Let's calculate the same using Python:

In [47]:
import numpy

def calc_entropy(column):
    """
    Calculate entropy given a pandas series, list, or numpy array.
    """
    # Compute the counts of each unique value in the column
    counts = numpy.bincount(column)
    # Divide by the total column length to get a probability
    probabilities = counts / len(column)
    
    # Initialize the entropy to 0
    entropy = 0
    # Loop through the probabilities, and add each one to the total entropy
    for prob in probabilities:
        if prob > 0:
            entropy += prob * math.log(prob, 2)
    
    return -entropy

# Verify that our function matches our answer from earlier
entropy = calc_entropy([1,1,0,0,1])

information_gain = entropy - ((.8 * calc_entropy([1,1,0,0])) + (.2 * calc_entropy([1])))
print(information_gain)

0.170950594455


Let's compute the information gain for splitting on the age column of income.

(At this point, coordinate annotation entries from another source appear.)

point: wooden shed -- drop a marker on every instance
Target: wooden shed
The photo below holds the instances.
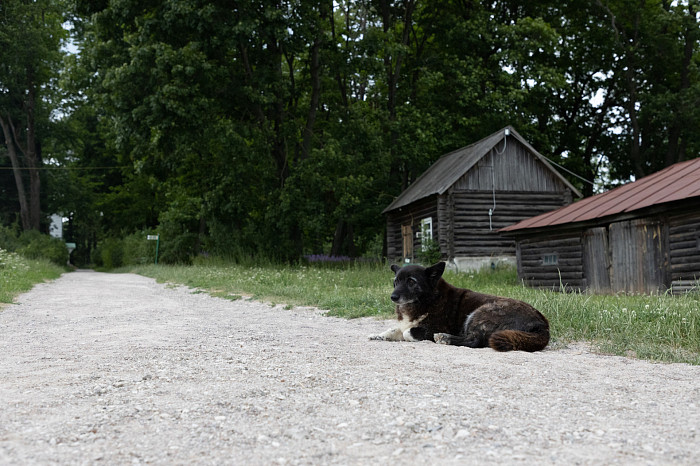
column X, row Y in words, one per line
column 466, row 196
column 640, row 237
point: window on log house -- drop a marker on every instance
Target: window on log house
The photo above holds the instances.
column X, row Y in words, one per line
column 407, row 234
column 426, row 233
column 550, row 259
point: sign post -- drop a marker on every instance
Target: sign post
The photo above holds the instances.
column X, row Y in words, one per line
column 155, row 238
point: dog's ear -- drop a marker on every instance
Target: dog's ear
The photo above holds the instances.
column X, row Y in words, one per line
column 435, row 272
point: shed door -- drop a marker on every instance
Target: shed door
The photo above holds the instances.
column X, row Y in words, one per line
column 596, row 259
column 639, row 256
column 407, row 234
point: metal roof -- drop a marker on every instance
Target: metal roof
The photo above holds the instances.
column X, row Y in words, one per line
column 677, row 182
column 452, row 166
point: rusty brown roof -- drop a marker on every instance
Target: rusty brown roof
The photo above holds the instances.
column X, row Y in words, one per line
column 677, row 182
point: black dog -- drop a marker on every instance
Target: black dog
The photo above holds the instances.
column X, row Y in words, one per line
column 429, row 308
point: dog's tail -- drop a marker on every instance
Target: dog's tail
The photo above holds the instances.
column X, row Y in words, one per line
column 517, row 340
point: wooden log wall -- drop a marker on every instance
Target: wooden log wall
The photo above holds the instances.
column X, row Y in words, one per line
column 410, row 215
column 684, row 250
column 473, row 236
column 566, row 273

* Let's first, compute the median of age.
* Then, assign anything less than or equal to the median to the left branch, and anything greater than the median to the right branch.
* Compute the information gain and assign it to age_information_gain.


In [57]:
import numpy as np
median_age = np.median(income['age'])
left_branch = income[income['age'] <= median_age]
right_branch = income[income['age'] > median_age]

total = income.shape[0]
age_zeros = len(left_branch)
age_ones = len(right_branch)
prop_zeros = age_zeros / total
prop_ones = age_ones / total

T_ageZeros = calc_entropy(left_branch['high-income'])
T_ageOnes = calc_entropy(right_branch['high-income'])

age_information_gain = income_entropy - (prop_zeros * T_ageZeros + prop_ones * T_ageOnes)

In [58]:
age_information_gain

0.047028661304691965

We can determine the best variable to split a node on. When we start our tree, we want to make an initial split. We'll find the variable to split on by calculating which split would have the highest information gain.

In [64]:
def calc_information_gain(data, split_name, target_name):
    """
    Calculate information gain given a data set, column to split on, and target
    """
    # Calculate the original entropy
    original_entropy = calc_entropy(data[target_name])
    
    # Find the median of the column we're splitting
    column = data[split_name]
    median = column.median()
    
    # Make two subsets of the data, based on the median
    left_split = data[column <= median]
    right_split = data[column > median]
    
    # Loop through the splits and calculate the subset entropies
    to_subtract = 0
    for subset in [left_split, right_split]:
        prob = (subset.shape[0] / data.shape[0]) 
        to_subtract += prob * calc_entropy(subset[target_name])
    
    # Return information gain
    return original_entropy - to_subtract

columns = ["age", "workclass", "education-num", "marital-status", "occupation", "relationship", "race", "sex", "hours-per-week", "native-country"]

information_gains = []
for col in columns:
    information_gains.append(calc_information_gain(income, col, "high-income"))

index = information_gains.index(max(information_gains))
highest_gain = columns[index]
highest_gain

'marital-status'

In [None]:
The variable 'marital-status' is therefore the best variable to split the first node on.

We can figure out how to recursively construct an entire tree using the ID3 algorithm.